The Ministry of Finance and SEBI have implemented several measures to protect investors, particularly from fraudulent “pump-and-dump” schemes. SEBI uses a surveillance framework to monitor the securities market for unusual price movements not supported by a company’s fundamentals. The alerts generated by this system, along with investor complaints, serve as market intelligence for further investigation. In addition to these technical measures, SEBI requires stock trading members to display cautionary messages for specific scrips to warn investors. It also conducts investor education programs nationwide to raise awareness about common investment scams. Regarding a recently reported ₹300 crore scam, SEBI has stated that a detailed examination is underway. In terms of enforcement, data shows that SEBI reported 43 cases of pump-and-dump schemes in fiscal year 2024-25, based on complaints received. From April 2020 to March 2025, SEBI has imposed penalties of ₹1,860.03 crore and directed the disgorgement of unlawful gains totaling ₹452.60 crore under its regulations.
GOVERNMENT OF INDIA
MINISTRY OF FINANCE
DEPARTMENT OF ECONOMIC AFFAIRS
LOK SABHA
UNSTARRED QUESTION NO. 3938
TO BE ANSWERED ON MONDAY, AUGUST 18, 2025
FRAUDULENT SCHEMES IN THE SECURITIES MARKET
3938. SHRI VIJAYKUMAR ALIAS VIJAY VASANTH:
Will the Minister of Finance be pleased to state:
a. the measures taken/to be taken by the Government and SEBI to protect small and retail investors from fraudulent pump-and-dump schemes in the securities market;
b. the manner in which the Securities and Exchange Board of India (SEBI) plan to ensure that the investigation into the recently reported Rs. 300 crore pump-and-dump scam, reportedly affecting over 4,000 investors is done in a time-bound and transparent manner and that all perpetrators, including market manipulators and colluding intermediaries are held accountable;
c. the regulatory reforms or technological interventions are being proposed or implemented by the Government to detect and prevent pump-and-dump activities in listed stocks, particularly in the small-cap and micro-cap segments; and
d. whether the Government has data on the number of pump-and-dump cases reported and investigated by SEBI during the last five years, including the total estimated investor losses and penalties or enforcement action taken in this regard?
ANSWER
MINISTER OF STATE FOR FINANCE
(SHRI PANKAJ CHAUDHARY)
Ans(a) & (c): Securities and Exchange Board of India (SEBI), has put in place regulatory and surveillance frameworks for effecting market stability and for the protection of interest of investors in the stock market,
1. It conducts regular surveillance of trends in the securities markets to enhance market integrity and safeguard interest of investors. Surveillance systems are put in place to check the abnormal rise in the prices of securities which are not aligned with fundamentals of companies.

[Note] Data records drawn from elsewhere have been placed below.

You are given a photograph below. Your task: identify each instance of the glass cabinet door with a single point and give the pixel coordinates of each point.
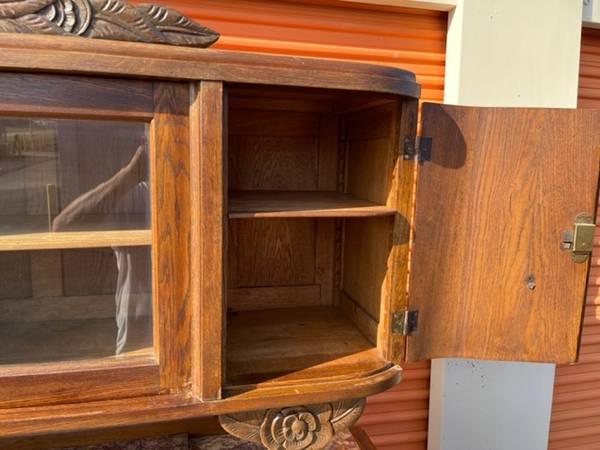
(94, 238)
(74, 240)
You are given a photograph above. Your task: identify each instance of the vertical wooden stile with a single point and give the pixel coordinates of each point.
(401, 198)
(170, 184)
(208, 241)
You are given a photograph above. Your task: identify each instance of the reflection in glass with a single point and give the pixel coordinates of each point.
(59, 303)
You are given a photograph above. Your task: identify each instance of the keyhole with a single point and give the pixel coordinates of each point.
(530, 282)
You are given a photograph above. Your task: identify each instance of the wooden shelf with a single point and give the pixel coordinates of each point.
(75, 239)
(291, 344)
(255, 204)
(62, 340)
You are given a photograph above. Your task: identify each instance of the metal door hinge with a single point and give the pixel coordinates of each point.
(405, 322)
(421, 150)
(581, 240)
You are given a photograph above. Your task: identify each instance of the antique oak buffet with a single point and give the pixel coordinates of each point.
(187, 232)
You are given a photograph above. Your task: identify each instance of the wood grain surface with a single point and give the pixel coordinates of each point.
(248, 204)
(72, 55)
(71, 96)
(75, 239)
(291, 343)
(170, 170)
(209, 236)
(492, 204)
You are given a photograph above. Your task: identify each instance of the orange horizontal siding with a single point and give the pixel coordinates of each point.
(408, 38)
(575, 421)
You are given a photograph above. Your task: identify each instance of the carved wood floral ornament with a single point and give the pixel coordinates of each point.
(298, 428)
(104, 19)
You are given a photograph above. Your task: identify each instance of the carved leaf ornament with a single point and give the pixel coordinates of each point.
(104, 19)
(299, 428)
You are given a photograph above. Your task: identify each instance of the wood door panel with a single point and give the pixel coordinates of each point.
(492, 204)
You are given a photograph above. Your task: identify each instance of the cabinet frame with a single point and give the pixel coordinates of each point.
(163, 106)
(188, 124)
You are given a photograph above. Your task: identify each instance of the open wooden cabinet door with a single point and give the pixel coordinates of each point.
(492, 273)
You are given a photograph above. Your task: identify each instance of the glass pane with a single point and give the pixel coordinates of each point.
(72, 175)
(72, 296)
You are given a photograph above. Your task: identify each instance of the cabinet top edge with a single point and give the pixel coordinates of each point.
(74, 55)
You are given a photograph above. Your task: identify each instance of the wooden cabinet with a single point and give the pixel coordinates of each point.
(188, 233)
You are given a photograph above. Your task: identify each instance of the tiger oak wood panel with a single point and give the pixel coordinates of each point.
(74, 382)
(403, 199)
(372, 141)
(492, 204)
(170, 170)
(67, 55)
(70, 96)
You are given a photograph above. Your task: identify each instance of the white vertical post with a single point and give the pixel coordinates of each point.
(503, 53)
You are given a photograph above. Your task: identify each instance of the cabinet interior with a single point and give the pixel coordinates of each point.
(311, 215)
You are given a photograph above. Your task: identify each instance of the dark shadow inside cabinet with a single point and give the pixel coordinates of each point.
(312, 206)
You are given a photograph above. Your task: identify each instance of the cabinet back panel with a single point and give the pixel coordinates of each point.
(280, 140)
(372, 153)
(271, 252)
(367, 247)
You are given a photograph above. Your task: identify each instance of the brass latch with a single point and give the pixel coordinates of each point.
(581, 240)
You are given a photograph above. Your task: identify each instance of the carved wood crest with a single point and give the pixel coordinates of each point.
(297, 428)
(104, 19)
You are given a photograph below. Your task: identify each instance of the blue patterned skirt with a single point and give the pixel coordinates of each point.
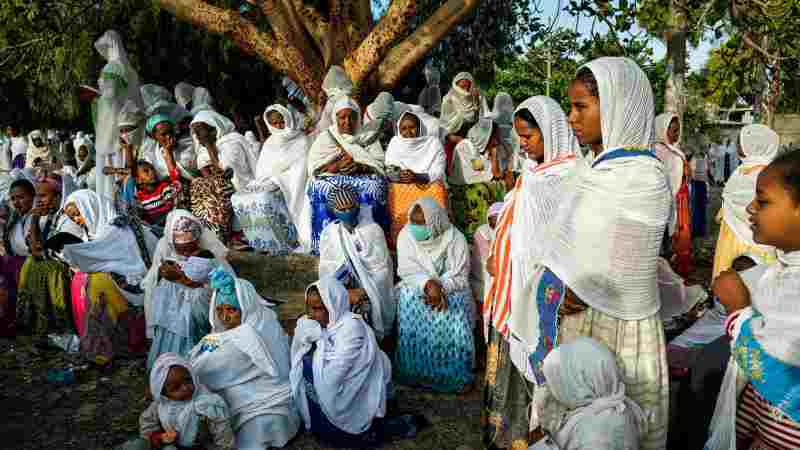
(371, 189)
(435, 349)
(262, 215)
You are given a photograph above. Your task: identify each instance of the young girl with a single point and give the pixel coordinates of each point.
(764, 325)
(184, 413)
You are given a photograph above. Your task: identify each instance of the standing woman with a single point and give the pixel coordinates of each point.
(668, 136)
(759, 146)
(624, 193)
(510, 311)
(475, 178)
(462, 107)
(416, 156)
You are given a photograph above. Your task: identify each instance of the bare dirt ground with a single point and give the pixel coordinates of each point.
(101, 409)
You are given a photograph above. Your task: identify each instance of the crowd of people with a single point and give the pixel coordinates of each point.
(549, 249)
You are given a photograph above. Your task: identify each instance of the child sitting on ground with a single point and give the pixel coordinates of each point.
(764, 325)
(184, 413)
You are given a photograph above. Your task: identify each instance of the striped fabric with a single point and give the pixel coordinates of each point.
(763, 425)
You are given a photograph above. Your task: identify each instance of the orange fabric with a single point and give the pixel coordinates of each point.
(403, 195)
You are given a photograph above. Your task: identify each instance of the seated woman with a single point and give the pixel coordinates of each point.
(177, 298)
(267, 209)
(246, 361)
(353, 250)
(112, 261)
(435, 310)
(588, 406)
(415, 162)
(462, 107)
(183, 413)
(477, 177)
(338, 158)
(43, 295)
(340, 377)
(18, 224)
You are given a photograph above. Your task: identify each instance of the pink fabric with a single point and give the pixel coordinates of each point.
(80, 303)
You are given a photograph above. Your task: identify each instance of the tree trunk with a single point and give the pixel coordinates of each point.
(302, 43)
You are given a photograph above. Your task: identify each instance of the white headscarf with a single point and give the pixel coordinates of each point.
(612, 217)
(35, 152)
(536, 203)
(460, 106)
(184, 92)
(423, 154)
(183, 417)
(118, 83)
(443, 257)
(760, 146)
(584, 378)
(329, 144)
(350, 372)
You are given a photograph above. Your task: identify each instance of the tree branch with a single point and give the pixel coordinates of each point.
(395, 24)
(404, 56)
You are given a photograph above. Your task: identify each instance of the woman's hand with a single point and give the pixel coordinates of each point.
(731, 291)
(434, 295)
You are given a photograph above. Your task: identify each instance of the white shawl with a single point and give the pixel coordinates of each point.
(535, 205)
(350, 372)
(365, 251)
(443, 257)
(330, 144)
(583, 377)
(460, 106)
(423, 154)
(612, 217)
(760, 146)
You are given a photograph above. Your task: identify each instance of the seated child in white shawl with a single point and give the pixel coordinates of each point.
(590, 409)
(184, 413)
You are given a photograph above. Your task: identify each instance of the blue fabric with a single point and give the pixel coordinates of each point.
(776, 381)
(623, 153)
(549, 296)
(372, 192)
(435, 349)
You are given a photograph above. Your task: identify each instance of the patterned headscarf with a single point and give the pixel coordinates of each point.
(223, 282)
(341, 196)
(186, 230)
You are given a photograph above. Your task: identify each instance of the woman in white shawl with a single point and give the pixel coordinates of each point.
(668, 138)
(338, 158)
(176, 295)
(183, 411)
(283, 161)
(759, 146)
(477, 178)
(85, 156)
(353, 250)
(246, 360)
(415, 163)
(340, 377)
(118, 83)
(585, 404)
(112, 262)
(267, 209)
(510, 309)
(462, 107)
(435, 309)
(623, 193)
(38, 150)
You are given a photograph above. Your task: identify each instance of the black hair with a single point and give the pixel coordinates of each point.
(586, 77)
(24, 184)
(526, 115)
(789, 165)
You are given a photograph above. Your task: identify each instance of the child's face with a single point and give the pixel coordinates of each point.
(179, 385)
(774, 213)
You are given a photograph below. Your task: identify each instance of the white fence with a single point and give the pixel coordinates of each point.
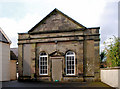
(111, 76)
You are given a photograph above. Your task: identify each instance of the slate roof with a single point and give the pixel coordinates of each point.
(3, 37)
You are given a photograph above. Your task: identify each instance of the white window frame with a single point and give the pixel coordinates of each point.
(40, 61)
(73, 55)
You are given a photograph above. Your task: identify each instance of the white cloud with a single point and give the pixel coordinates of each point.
(12, 27)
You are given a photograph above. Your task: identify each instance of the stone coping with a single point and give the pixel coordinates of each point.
(110, 68)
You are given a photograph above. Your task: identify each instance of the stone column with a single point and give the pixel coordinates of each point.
(89, 57)
(20, 60)
(33, 57)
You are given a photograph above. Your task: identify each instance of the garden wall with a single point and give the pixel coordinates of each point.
(111, 76)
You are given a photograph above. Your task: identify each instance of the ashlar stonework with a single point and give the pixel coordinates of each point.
(59, 49)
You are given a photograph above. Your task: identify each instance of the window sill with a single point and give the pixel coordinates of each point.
(70, 75)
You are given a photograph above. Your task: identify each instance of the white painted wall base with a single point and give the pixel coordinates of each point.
(111, 76)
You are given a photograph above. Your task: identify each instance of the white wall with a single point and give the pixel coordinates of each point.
(111, 76)
(5, 62)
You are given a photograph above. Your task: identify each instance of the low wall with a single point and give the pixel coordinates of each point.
(111, 76)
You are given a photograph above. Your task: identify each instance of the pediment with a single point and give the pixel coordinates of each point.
(56, 53)
(56, 20)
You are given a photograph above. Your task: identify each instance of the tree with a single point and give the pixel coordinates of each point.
(102, 56)
(112, 51)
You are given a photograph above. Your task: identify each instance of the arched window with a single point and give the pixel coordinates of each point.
(70, 63)
(43, 64)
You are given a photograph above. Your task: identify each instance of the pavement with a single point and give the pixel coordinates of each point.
(52, 85)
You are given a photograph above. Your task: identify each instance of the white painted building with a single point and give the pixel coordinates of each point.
(4, 57)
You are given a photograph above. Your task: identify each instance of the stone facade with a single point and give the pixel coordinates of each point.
(55, 35)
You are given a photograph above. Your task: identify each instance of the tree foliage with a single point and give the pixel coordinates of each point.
(112, 51)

2. The alerts generated by SEBI’s surveillance mechanism along with complaints alleging non-compliance with Regulations are treated as inputs for market intelligence by SEBI.
3. Trading members have also been mandated to disseminate scrip specific cautionary messages so as to increase awareness and caution the investors.
4. SEBI, in co-ordination with stock exchanges and depositories, also carries out regular investor education and awareness programs across different parts of the country. These free of cost programs, inter-alia, cover various topics such as basic investing principles, product features, risks involved, investor rights and responsibilities, common features of investment scams, pump and dump schemes, healthy digital practices, etc
5. SEBI has also taken steps to increase investor protection and market stability with respect to the risks and volatility associated with the Futures & Options (F&O) segment.
Ans (b): In view of market intelligence received with regard to pump and dump in certain scrips, detailed examination by SEBI in this matter is underway.
Ans (d): SEBI administers the SEBI (Prohibition of Insider Trading) Regulations, 2015 (PIT Regulations) and the SEBI (Prohibition of Fraudulent and Unfair Trade Practices relating to Securities Market) Regulations, 2003 (PFUTP Regulations), which includes pump-and-dump schemes, front running etc. The number of pump and dump cases reported during the last five financial years is as given below:
| Particulars | No. of cases reported | ||||
| FY 2020- 21 | FY 2021- 22 | FY 2022-23 | FY 2023-24 | FY 2024-25 | |
| Pump and dump | 43 | 11 | 34 | 41 | 25 |
| Note: The data is based on the number of complaints received | |||||
Between April 2020 and March 2025, SEBI, under the SEBI PFUTP Regulations, 2003, levied penalties totalling ₹1,860.03 crore and passed directions of disgorgement of unlawful gains for ₹452.60 crore.